Viktor menggenggam tangan Andiane. Ia membuka kedua telapak tangan gadis itu dan jemarinya membentuk gerakan tertentu di atasnya. Andiane merasakan sentuhan dingin pada kulitnya. Sinar-sinar kelabu dan biru mengintip dari balik jemari Viktor, yang kemudian melebur menjadi asap hitam.
Mereka berdua mengunci mulut.
"Apakah ini karena Rod?" bisik Andiane.
"Katakan, Andy." Viktor tak pernah merasa jantungnya berdetak sedemikian cepat akhir-akhir ini. "Katakan, apa yang tepatnya Rod lakukan padamu waktu itu?"
Andiane membasahi bibir. Ia berusaha mengingat hal yang paling ingin ia lupakan. Ia pun akhirnya bercerita bagaimana sebelum proses penyiksaan batinnya berlangsung, Rod menangkup wajahnya dengan tangan hitam itu, kemudian membuat kedua mata Andiane memuntahkan asap hitam, yang ia telan bulat-bulat. Andiane menduga itulah yang merangsang benaknya untuk memanggil kenangan-kenangan terpahitnya, dan kabar buruknya, Viktor tidak menyanggah itu.
"Andy," panggil Viktor lembut. Ia menarik dagu Andiane untuk menatapnya. "Aku akan membicarakan hal ini dengan Profesor Alexandra. Kau tidak perlu takut.
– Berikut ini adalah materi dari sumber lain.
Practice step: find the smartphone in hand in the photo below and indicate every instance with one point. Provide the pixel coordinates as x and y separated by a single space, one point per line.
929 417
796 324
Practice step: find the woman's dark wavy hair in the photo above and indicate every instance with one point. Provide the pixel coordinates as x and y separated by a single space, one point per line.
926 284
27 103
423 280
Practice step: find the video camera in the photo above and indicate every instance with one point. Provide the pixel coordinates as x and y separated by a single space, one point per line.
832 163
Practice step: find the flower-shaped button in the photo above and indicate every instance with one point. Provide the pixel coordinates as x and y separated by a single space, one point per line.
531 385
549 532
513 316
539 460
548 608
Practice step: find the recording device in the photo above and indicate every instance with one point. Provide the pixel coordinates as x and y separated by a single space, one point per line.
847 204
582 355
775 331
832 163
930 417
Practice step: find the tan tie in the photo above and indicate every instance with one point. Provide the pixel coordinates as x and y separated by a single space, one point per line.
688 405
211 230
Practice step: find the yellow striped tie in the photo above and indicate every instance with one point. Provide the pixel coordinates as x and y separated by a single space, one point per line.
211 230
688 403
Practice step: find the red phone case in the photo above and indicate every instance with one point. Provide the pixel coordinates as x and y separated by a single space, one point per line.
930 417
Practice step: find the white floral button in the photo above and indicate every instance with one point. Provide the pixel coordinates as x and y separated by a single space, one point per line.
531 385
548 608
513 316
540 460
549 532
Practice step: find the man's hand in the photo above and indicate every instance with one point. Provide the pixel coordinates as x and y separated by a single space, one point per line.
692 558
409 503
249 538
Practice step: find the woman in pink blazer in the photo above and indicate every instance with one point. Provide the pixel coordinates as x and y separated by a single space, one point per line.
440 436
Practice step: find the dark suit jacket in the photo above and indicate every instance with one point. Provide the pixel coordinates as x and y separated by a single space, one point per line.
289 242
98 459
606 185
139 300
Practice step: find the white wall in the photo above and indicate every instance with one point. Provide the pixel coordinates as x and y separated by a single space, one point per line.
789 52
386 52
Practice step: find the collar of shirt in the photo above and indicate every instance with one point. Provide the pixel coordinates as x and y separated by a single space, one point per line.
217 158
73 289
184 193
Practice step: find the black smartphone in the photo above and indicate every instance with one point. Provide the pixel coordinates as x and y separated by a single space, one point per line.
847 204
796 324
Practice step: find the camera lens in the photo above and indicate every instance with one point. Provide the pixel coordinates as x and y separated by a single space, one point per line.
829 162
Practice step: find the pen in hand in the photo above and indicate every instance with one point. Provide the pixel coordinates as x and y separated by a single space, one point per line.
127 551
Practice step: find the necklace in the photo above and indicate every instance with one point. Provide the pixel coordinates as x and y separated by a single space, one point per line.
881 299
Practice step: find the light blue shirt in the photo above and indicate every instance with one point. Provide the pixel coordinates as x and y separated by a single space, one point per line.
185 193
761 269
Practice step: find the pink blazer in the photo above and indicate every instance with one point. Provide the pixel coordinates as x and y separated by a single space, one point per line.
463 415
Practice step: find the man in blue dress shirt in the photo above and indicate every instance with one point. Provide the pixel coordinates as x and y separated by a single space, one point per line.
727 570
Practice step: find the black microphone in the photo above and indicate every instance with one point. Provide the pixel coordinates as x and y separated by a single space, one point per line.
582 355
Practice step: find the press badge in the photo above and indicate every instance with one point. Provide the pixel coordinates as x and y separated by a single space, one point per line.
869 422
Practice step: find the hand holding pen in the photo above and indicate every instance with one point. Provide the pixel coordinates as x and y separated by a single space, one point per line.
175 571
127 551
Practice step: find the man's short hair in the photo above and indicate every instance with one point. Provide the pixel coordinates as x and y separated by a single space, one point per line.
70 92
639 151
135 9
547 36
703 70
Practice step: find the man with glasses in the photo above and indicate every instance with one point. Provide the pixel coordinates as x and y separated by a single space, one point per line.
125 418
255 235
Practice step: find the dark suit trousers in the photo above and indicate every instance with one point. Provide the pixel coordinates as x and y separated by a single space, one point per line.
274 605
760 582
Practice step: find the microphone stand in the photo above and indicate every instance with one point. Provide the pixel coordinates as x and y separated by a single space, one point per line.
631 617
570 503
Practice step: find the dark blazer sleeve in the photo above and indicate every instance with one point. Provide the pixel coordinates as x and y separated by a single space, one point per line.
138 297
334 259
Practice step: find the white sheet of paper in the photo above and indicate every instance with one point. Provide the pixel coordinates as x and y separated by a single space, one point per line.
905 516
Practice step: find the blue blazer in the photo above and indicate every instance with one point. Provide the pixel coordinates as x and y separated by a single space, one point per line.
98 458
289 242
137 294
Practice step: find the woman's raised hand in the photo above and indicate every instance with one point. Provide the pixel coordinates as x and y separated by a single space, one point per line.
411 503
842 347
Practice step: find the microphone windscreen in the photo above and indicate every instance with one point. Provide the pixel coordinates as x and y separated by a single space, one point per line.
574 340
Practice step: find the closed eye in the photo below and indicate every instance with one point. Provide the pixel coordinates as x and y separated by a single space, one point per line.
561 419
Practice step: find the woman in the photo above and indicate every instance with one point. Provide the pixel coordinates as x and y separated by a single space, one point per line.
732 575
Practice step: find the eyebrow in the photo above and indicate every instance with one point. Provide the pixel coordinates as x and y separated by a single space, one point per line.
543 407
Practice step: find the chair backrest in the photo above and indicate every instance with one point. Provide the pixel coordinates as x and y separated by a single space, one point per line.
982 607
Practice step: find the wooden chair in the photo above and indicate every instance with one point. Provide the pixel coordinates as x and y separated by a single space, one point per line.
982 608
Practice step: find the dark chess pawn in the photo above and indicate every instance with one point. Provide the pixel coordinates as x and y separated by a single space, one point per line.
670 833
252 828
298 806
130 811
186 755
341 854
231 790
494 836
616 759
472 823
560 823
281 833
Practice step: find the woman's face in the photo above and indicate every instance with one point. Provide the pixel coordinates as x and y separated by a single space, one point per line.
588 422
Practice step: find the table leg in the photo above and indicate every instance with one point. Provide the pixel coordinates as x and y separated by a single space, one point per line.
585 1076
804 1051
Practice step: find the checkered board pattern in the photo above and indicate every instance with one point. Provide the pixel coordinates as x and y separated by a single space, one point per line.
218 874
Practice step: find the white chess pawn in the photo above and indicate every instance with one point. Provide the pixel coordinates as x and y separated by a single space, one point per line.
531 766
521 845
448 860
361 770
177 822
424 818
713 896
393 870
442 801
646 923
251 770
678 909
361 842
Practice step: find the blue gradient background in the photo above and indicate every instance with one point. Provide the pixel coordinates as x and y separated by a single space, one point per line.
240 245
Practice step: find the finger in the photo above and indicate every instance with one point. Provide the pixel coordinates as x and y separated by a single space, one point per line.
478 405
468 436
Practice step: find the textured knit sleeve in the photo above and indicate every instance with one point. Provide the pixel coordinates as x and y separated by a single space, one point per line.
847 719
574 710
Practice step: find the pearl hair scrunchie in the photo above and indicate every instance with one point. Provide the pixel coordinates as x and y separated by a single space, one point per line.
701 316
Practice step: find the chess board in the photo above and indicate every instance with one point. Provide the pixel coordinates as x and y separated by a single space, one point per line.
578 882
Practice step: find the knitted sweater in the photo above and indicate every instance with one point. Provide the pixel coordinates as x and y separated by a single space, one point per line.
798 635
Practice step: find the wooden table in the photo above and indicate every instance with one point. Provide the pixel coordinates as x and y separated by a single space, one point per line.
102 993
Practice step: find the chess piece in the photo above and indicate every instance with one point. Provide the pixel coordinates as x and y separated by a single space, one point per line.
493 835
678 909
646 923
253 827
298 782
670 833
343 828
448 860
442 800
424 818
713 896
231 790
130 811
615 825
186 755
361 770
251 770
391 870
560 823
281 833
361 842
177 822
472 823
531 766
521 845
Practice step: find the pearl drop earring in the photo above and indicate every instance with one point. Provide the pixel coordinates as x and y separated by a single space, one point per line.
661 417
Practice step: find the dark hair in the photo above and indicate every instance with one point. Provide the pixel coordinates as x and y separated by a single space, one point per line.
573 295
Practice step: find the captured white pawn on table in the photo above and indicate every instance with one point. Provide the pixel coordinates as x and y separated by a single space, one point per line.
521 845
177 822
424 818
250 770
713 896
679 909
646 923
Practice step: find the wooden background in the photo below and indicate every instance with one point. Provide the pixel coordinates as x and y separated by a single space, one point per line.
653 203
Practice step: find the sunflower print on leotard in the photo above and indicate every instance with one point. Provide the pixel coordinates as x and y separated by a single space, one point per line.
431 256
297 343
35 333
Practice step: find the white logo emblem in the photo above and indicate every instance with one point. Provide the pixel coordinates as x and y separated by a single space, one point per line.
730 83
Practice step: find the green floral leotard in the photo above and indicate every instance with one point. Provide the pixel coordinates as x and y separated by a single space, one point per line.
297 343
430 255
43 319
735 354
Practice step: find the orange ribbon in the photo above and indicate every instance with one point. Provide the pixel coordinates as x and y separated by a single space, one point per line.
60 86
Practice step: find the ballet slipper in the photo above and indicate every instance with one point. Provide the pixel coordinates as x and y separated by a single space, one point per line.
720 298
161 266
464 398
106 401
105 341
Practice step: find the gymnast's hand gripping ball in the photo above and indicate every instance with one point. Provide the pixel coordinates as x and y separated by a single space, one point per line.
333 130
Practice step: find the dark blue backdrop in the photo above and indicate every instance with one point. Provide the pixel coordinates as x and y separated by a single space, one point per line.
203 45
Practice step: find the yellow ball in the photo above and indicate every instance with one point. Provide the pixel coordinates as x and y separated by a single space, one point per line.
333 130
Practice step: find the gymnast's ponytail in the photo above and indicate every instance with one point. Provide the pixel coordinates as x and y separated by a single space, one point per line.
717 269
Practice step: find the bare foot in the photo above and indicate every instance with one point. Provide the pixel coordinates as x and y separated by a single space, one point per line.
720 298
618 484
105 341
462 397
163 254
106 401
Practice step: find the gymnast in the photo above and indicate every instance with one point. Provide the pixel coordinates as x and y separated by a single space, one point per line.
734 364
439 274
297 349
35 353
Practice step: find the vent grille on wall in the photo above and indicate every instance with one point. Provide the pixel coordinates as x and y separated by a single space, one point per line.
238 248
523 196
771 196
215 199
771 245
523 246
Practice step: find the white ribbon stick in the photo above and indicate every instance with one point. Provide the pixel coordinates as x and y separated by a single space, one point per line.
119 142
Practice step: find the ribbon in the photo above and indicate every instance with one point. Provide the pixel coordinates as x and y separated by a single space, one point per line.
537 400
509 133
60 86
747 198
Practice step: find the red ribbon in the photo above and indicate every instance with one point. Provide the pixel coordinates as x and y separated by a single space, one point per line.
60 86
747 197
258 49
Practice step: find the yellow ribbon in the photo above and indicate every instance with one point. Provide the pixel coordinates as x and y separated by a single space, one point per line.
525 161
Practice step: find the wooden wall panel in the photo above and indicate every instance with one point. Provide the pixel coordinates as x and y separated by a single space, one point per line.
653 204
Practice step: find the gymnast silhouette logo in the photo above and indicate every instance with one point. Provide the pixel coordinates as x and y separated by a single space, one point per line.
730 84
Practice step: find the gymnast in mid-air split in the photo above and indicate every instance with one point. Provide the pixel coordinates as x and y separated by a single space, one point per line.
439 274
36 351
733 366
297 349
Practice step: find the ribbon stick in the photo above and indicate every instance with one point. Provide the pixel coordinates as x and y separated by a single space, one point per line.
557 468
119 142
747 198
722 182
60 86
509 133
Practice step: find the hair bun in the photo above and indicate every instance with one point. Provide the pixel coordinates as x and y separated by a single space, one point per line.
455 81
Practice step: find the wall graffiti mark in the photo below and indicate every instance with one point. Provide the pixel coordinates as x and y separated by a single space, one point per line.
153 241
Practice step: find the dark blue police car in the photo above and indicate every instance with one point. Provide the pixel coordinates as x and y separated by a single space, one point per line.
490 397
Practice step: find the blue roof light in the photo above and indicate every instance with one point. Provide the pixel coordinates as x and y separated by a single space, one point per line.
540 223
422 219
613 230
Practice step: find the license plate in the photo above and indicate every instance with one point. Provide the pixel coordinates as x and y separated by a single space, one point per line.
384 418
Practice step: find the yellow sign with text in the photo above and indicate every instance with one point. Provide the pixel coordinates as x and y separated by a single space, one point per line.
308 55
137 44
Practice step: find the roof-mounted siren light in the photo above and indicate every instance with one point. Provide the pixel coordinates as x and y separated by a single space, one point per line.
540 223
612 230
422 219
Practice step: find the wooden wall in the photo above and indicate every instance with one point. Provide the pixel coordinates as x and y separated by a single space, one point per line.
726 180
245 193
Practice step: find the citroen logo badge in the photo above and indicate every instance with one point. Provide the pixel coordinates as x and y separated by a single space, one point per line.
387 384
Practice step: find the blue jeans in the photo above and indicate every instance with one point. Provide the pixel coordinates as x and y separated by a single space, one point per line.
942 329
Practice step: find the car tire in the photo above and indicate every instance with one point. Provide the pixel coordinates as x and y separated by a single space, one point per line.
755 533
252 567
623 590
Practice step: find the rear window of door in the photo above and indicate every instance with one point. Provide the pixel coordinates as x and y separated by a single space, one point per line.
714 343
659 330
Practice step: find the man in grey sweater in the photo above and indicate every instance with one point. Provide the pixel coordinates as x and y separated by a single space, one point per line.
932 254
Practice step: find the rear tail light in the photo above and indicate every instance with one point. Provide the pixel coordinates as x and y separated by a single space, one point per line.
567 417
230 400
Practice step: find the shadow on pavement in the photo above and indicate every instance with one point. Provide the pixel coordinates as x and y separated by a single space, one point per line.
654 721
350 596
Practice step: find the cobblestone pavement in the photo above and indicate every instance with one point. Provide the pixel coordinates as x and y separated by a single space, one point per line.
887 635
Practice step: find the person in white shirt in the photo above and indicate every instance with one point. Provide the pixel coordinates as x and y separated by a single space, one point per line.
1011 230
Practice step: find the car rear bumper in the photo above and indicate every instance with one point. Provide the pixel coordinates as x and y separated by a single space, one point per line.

Tetaplah tenang, kau mengerti?"
"Saya tidak lagi tidur dengan tenang, Tuan." tenggorokan Andiane tercekat. "Semenjak kau pergi, mimpi-mimpi buruk saya berubah mengerikan. Saya pernah bermimpi kau mengejar Rod."
Viktor menggeleng. "Itu tidak benar. Aku tidak mengejar Rod," balasnya, kemudian ada jeda singkat sebelum ia melanjutkan. "Aku tidak akan pergi ke mana-mana, Andy. Aku akan tetap di sini sampai kau baik-baik saja."
= = = =
Apakah hanya aku, atau Viktor dan Andy membuatku berpotensi terkena diabetes?